STEP 1: project brief
topic: AI learning assistant launch kit
deliverables: 4

STEP 2: generated assets
svg_assets: 3
storyboard_scenes: 3
review_passed: 2/3
failure_cases: 1

STEP 3: files to inspect
prompt_plan: multimodal_workshop_run/prompts/prompt_plan.json
asset_manifest: multimodal_workshop_run/reports/asset_manifest.csv
safety_review: multimodal_workshop_run/reports/safety_review.md
export_preview: multimodal_workshop_run/outputs/export_preview.html

Workshop evidence package result map

Step 3: Inspect the Brief and Prompt Records

Open inputs/creative_brief.json. This is the user requirement in structured form: topic, audience, goal, tone, deliverables, and constraints.

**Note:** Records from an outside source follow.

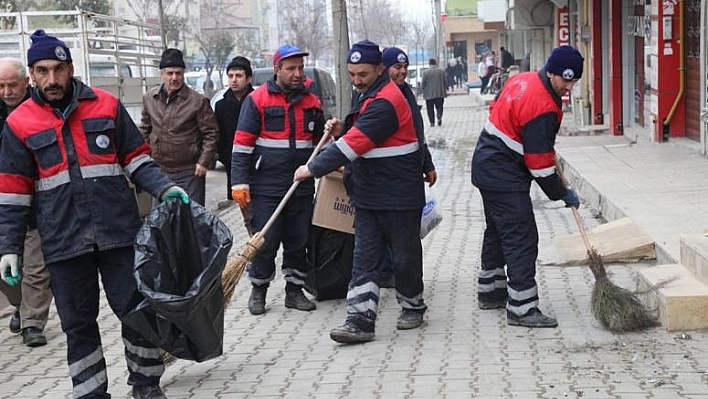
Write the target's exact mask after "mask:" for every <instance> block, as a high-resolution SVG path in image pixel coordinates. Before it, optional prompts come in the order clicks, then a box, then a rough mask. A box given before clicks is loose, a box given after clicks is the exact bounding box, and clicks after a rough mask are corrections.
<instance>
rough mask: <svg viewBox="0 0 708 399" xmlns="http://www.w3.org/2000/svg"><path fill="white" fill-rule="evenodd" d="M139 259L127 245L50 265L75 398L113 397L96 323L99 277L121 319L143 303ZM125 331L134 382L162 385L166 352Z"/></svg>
mask: <svg viewBox="0 0 708 399" xmlns="http://www.w3.org/2000/svg"><path fill="white" fill-rule="evenodd" d="M134 258H135V251H134V250H133V248H132V247H124V248H117V249H112V250H105V251H98V250H96V251H94V252H91V253H88V254H85V255H80V256H77V257H75V258H72V259H68V260H64V261H59V262H53V263H49V264H47V266H48V267H49V271H50V274H51V288H52V293H53V294H54V301H55V304H56V307H57V312H58V314H59V319H60V320H61V328H62V330H63V331H64V333H65V334H66V340H67V360H68V362H69V374H70V376H71V382H72V384H73V396H74V398H110V395H109V394H108V393H107V389H108V378H107V375H106V361H105V359H104V358H103V350H102V347H101V336H100V333H99V329H98V323H97V321H96V319H97V317H98V312H99V287H98V281H99V273H100V279H101V282H102V285H103V290H104V291H105V294H106V299H107V300H108V304H109V305H110V306H111V309H112V310H113V312H114V313H115V314H116V315H117V316H118V317H119V318H120V317H121V316H123V315H124V314H125V313H126V312H127V311H129V310H130V309H131V308H132V307H133V306H135V305H136V304H137V303H139V302H140V301H141V300H142V296H141V295H140V293H139V292H138V290H137V288H136V283H135V280H134V278H133V263H134ZM121 333H122V337H123V344H124V345H125V357H126V362H127V364H128V371H129V372H130V375H129V377H128V384H129V385H135V386H147V385H157V384H159V382H160V377H161V376H162V373H163V372H164V371H165V366H164V364H163V362H162V360H161V359H160V350H159V349H158V348H156V347H155V346H154V345H152V344H151V343H149V342H148V341H147V340H145V339H144V338H143V337H142V336H141V335H140V334H139V333H138V332H136V331H135V330H133V329H131V328H129V327H127V326H126V325H123V326H122V331H121Z"/></svg>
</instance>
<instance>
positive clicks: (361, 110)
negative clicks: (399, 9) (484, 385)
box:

Then open prompts/prompt_plan.json and prompts/prompt_versions.md. A real AIGC project should not lose the prompt once an image or video is generated. The prompt is part of the project evidence.

Step 4: Inspect the Assets and Storyboard

Open assets/scene_01.svg, assets/scene_02.svg, and assets/scene_03.svg in your browser. They are baseline SVG assets generated by the script, and they behave like generated assets in the workflow.

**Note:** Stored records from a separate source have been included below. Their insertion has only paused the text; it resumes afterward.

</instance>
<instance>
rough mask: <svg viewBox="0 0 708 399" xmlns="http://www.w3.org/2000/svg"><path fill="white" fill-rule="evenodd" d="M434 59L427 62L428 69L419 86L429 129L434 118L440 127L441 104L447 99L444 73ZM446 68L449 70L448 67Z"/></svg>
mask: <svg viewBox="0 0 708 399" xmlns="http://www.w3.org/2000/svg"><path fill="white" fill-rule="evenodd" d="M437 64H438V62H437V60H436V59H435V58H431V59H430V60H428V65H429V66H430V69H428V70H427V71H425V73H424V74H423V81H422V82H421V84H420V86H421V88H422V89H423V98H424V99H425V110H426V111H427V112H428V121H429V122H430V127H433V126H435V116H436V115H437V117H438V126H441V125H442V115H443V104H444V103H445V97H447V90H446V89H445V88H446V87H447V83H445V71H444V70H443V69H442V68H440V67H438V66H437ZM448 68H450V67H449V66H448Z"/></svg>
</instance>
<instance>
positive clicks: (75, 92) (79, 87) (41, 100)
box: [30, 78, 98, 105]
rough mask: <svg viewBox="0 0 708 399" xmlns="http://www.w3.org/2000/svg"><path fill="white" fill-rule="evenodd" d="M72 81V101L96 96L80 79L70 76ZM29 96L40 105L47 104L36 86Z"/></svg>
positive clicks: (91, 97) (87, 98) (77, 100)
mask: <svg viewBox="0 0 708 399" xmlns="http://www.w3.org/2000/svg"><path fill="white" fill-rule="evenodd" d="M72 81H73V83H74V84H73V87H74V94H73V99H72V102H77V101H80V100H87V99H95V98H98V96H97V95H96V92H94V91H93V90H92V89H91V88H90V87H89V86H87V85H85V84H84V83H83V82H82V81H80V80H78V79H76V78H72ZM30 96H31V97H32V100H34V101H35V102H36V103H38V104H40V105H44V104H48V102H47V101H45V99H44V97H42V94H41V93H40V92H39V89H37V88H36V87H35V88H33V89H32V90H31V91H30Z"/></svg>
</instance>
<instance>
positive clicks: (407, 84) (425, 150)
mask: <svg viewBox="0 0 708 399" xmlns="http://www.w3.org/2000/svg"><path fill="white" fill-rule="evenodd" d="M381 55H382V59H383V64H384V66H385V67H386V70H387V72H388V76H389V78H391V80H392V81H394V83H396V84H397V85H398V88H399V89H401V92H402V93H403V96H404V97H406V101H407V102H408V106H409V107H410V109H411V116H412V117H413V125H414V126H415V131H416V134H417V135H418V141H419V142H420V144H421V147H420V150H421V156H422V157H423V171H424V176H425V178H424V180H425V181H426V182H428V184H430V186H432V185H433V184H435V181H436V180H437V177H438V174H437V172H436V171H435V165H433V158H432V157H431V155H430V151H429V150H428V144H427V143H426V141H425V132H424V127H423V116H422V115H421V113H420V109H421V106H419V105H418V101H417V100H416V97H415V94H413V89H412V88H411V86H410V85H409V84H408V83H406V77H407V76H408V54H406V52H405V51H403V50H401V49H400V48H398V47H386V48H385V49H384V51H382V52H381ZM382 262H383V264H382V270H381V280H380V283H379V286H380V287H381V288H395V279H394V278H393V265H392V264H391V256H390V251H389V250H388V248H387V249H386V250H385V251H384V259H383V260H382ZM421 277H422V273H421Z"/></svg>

Open outputs/storyboard.json and outputs/timeline.csv. These files explain how visual assets become a short video or landing-page sequence.

Review and export workflow map

Step 5: Read the Review Files

Open reports/asset_manifest.csv. Each row stores:

FieldMeaning
sourceWhere the asset came from
licenseWhether the asset can be used in this demo
contrast_ratioWhether text is readable enough
passedWhether the asset can move to export

Then open reports/safety_review.md. This file is where you record copyright, portrait rights, content safety, and export boundaries.

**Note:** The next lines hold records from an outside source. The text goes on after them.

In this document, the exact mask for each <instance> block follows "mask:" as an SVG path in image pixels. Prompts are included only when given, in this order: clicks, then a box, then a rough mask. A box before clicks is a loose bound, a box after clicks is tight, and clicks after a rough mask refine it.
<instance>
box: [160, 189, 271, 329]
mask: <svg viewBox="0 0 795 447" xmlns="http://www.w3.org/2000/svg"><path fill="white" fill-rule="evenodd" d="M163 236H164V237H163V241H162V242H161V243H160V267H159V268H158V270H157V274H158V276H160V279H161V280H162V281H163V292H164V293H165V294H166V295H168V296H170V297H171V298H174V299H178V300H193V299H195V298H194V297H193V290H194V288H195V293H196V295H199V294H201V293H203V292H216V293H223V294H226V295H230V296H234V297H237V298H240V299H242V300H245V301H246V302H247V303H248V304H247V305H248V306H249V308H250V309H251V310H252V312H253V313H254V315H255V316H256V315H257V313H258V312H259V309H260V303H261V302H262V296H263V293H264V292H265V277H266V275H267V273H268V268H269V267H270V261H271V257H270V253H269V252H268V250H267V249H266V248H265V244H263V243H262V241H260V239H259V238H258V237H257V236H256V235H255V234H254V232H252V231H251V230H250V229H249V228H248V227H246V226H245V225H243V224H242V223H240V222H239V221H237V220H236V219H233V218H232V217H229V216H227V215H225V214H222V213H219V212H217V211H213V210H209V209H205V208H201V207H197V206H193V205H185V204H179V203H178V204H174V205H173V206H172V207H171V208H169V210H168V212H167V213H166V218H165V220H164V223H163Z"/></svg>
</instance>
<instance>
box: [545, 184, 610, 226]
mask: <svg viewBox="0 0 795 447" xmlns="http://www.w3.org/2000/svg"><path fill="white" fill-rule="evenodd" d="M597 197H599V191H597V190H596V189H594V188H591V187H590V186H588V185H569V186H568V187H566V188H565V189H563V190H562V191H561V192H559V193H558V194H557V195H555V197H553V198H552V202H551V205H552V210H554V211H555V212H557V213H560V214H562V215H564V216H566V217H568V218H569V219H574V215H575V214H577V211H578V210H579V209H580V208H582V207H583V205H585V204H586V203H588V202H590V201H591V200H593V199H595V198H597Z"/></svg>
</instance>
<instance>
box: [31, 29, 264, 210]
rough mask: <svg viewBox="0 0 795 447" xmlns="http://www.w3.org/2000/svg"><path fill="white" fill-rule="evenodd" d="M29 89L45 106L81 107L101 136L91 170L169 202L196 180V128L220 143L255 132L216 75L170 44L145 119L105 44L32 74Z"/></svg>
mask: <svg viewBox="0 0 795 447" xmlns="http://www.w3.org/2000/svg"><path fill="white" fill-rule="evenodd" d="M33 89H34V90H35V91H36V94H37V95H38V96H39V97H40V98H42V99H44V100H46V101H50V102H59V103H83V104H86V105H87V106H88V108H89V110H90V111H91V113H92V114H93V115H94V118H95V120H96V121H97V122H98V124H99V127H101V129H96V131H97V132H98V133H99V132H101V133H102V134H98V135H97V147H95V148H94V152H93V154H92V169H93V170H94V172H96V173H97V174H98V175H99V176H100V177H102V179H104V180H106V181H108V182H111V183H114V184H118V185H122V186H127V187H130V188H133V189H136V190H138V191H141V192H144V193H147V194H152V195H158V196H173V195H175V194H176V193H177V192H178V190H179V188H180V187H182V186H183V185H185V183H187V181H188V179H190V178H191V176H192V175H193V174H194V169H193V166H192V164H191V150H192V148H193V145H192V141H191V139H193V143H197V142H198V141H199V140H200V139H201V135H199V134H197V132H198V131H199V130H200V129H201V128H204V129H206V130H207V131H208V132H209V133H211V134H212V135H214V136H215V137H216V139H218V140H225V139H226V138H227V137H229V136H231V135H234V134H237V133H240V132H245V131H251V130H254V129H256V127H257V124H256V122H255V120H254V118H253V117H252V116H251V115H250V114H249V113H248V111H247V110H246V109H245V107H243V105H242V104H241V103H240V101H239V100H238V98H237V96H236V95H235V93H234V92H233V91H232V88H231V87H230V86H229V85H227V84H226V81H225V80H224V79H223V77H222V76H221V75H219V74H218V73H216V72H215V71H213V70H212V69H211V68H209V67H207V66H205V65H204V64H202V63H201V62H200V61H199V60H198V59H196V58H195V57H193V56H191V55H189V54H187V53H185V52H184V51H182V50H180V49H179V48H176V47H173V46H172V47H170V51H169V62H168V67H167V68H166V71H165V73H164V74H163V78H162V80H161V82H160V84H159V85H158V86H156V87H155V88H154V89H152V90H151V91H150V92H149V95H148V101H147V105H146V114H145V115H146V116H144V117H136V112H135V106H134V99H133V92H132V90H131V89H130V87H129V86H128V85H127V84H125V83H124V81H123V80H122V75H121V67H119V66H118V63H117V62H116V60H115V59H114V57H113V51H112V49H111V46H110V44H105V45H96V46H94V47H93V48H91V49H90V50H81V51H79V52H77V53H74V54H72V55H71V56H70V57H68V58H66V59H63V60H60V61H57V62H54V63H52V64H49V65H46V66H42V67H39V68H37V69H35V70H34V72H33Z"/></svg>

Step 6: Open the Export Preview

Open outputs/export_preview.html in a browser. It is not a full app, but it proves that the project can move from creative requirement to exportable package.

In a real upgrade, you can replace:

Baseline moduleReal project replacement
Baseline SVG assetImage generation API or local image model
Storyboard JSONVideo generation workflow
Copy textLLM-generated copy with review
Safety checklistHuman review plus policy checks
HTML previewFrontend creative workspace

Step 7: Read the Failure Report

Multimodal failure debugging map

Open reports/failure_cases.md. This workshop intentionally makes one scene fail the contrast check. That is useful because a portfolio project should show how you catch problems, not only how you produce pretty outputs.

For each failure, ask:

  1. Is the material source recorded?
  2. Is the license or usage scope clear?
  3. Does the asset contain a real person or brand risk?
  4. Is the generated content readable and exportable?
  5. Does the project state what must be manually confirmed before publishing?

Common Errors

SymptomLikely causeFix
Generated assets cannot be reusedNo source or license recordAdd asset_manifest.csv and review every asset
Prompt versions are lostPrompt only exists in chat historySave prompt_plan.json before generation
Video script feels incoherentNo storyboard or timelineWrite storyboard.json before generation
Output looks good but cannot be publishedNo copyright, portrait, or safety reviewAdd safety_review.md and export limits
Users cannot compare versionsAssets overwrite each otherAdd scene IDs, prompt versions, and output folders

Practice Tasks

  1. Fix scene_02 colors so all scenes pass the contrast review.
  2. Add scene_04 and extend the storyboard timeline.
  3. Add a field called manual_reviewer to the safety review.
  4. Replace one SVG with an image generated by your preferred image model, but keep the same manifest and review files.
  5. Add one intentionally risky asset and confirm that it enters failure_cases.md.

Completion Standard

You have completed this workshop when you can explain:

  • what the creative brief controls;
  • why prompts and assets need version records;
  • how a storyboard turns assets into a video or page sequence;
  • why safety review is part of the workflow, not an afterthought;
  • which files prove the project is reproducible.

This is the smallest useful baseline for Chapter 12: a multimodal project that can be generated, reviewed, exported, and explained.